In questo piccolo e densissimo libro (La fragilità che è in noi), Eugenio Borgna dipinge i paesaggi dell’esperienza umana dove nascono emozioni fragili e impalpabili al tocco, che non sia delicato e attento: la timidezza, la gioia, la tristezza, la speranza, l’inquietudine solo per citarne alcune.

Ho scelto la timidezza perché mi sembra emblematica della tendenza a celare la fragilità che è in noi, in un mondo dove l’arroganza e la prepotenza sembrano essere diventati valori riconosciuti, ai quali noi tutti dovremmo anelare.

La timidezza non è una vera e propria emozione, ma è legata in modo profondo al mondo delle emozioni. È come un’antenna potente che coglie immediatamente segni dell’indifferenza e dell’inautenticità; si incrina per un piccolo gesto, per una parola, soprattutto per quelle aride e vuote. La timidezza è fragile e richiede fragilità e leggerezza per essere anche solo sfiorata, altrimenti si sgretola tra le mani.

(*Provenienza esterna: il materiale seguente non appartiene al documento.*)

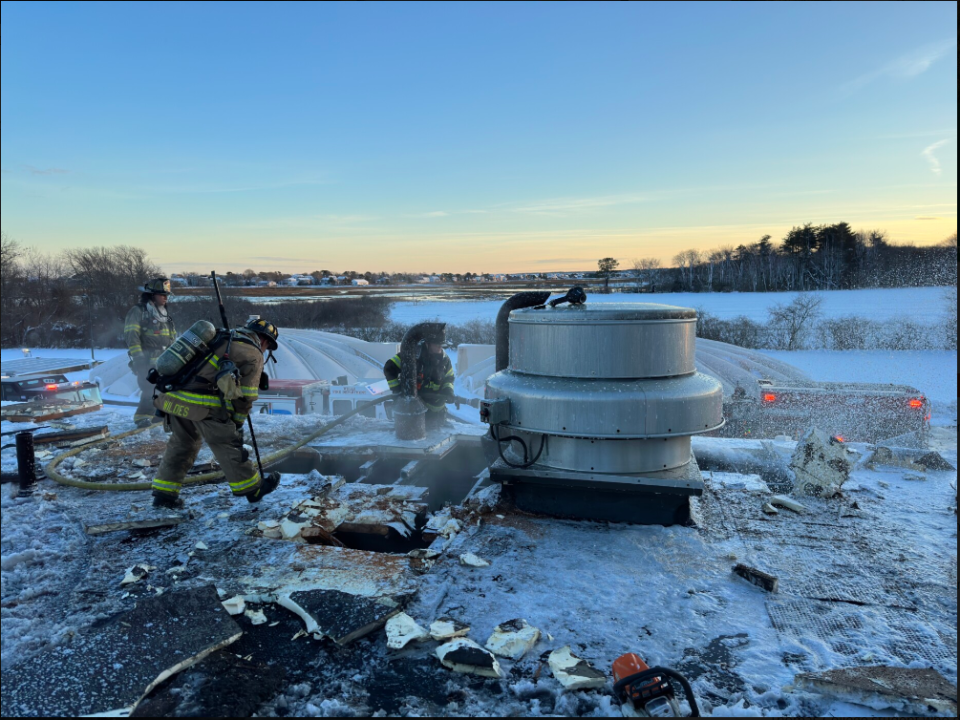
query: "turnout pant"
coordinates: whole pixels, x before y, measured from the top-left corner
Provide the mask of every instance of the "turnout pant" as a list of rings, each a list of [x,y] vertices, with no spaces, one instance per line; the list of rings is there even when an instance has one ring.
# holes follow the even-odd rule
[[[156,362],[151,362],[150,367],[154,367]],[[147,382],[147,371],[133,371],[137,378],[137,387],[140,388],[140,402],[137,403],[137,409],[133,413],[133,421],[153,420],[157,417],[157,409],[153,406],[153,385]]]
[[[243,449],[240,431],[226,411],[217,408],[206,419],[198,421],[167,415],[165,422],[171,435],[153,480],[153,492],[178,495],[204,441],[220,463],[234,495],[247,495],[259,489],[260,473]]]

La timidezza è tipica di certe adolescenze, anche se rimane una compagna di vita che non ci abbandona mai, nonostante le molte esperienze vissute; si maschera, si nasconde ma non muore.

La timidezza non solo ci aiuta con la sua umbratile fragilità a immedesimarci nella vita interiore altrui, ma contestualmente ci induce a mantenere, a tenere viva, la distanza vissuta con le persone con le quali ci incontriamo: rispettandone fino in fondo la libertà, e cercando di sfuggire a ogni possibile sconfinamento”.

Non c’è abbastanza ascolto della timidezza nelle famiglie, nella scuola o nel mondo della cura della persona, dove viene spesso ignorata e calpestata, senza curarsi di come questa indifferenza sia lacerante per l’anima.

Non c’è timidezza che non si accompagni con sensibilità e insicurezza: e anche questa forma di vita è considerata come antiquata e inutile, dannosa ai confini di un handicap, e tuttavia quanti rischi e quanta violenza si nascondono nella sicurezza di sé mai incrinata dal dubbio e dalla riflessione sui propri limiti”.

La timidezza allora, invece di essere un fardello inutile, diventa una risorsa che ci aiuta a ritrovare in noi stessi la leggerezza e la sensibilità necessarie a costruire relazioni umane autentiche e profonde.